3. Install docker using the command, sudo apt install docker.io

4. Enable and start docker,

  • sudo systemctl start docker
  • sudo systemctl enable docker

5. Verify the installation using the command,

  • docker –version the result will be like this,

6. Now login as root using the command,

  • sudo su

7. Pull Grafana image; this needs an Internet connection as this will download the image from a public hub of docker

  • docker pull grafana/grafana

8. Run the image with saved environment variables,

  • docker run -d –name=grafana -p 8000:3000 –env-file ./env.list grafana/grafana

9. verify the container installation using “docker ps” command

10. The next step is to install the plugins for Grafana, which will be used in setting up the dashboard. We need to login to the container created previously to install these plugins.

11. Now create a shell inside the container using,

  • docker exec -it grafana /bin/bash

12. The result will be as shown,

13. By default, in Grafana dashboard there’ll be limited number of panel plugins, to use more visualization we can manually install plugins.
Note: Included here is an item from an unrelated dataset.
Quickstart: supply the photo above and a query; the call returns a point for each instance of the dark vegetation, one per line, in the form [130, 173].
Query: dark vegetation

Now copy the plugin installation commands listed below and run them one by one or everything at once.

  • grafana-cli plugins install michaeldmoore-annunciator-panel
  • grafana-cli plugins install grafana-piechart-panel
  • grafana-cli plugins install farski-blendstat-panel
  • grafana-cli plugins install michaeldmoore-multistat-panel
  • grafana-cli plugins install grafana-polystat-panel
  • grafana-cli plugins install flant-statusmap-panel
  • grafana-cli plugins install grafana-clock-panel
  • grafana-cli plugins install neocat-cal-heatmap-panel
  • grafana-cli plugins install briangann-gauge-panel
  • grafana-cli plugins install natel-plotly-panel

14. Once the plugins are installed,

  • verify the installation by going into, /var/lib/grafana/plugins directory by using the commands listed below
  • cd  /var/lib/grafana/plugins
  • to view installed plugins, use ls command

15. Now exit the container, command: exit

16. Now restart the container using,

  • docker container restart Grafana (here “grafana” refers to the container name created earlier, which can be found using docker ps command)

Linking Azure Monitoring Tools

Service Principal

  • Register an app in Azure Active Directory (AD).
  • Create a client secret in the Registered app.
  • Go to subscription à IAM à search for the app registration and provide “READER” access to the registered app in the Azure AD in first place.

Applying the service principal to Grafana,

  • Go to Grafana UI by using public IP address followed by port number,
    i.e., (IP address):3000 example: 13.25.49.164:3000
  • Now Add data source. And click select
  • This page will appear, input the tenant ID, client ID, client secret.
  • Then provide details for log analytics workspace and Application insights.
  • If the provided details are correct this message should be displayed.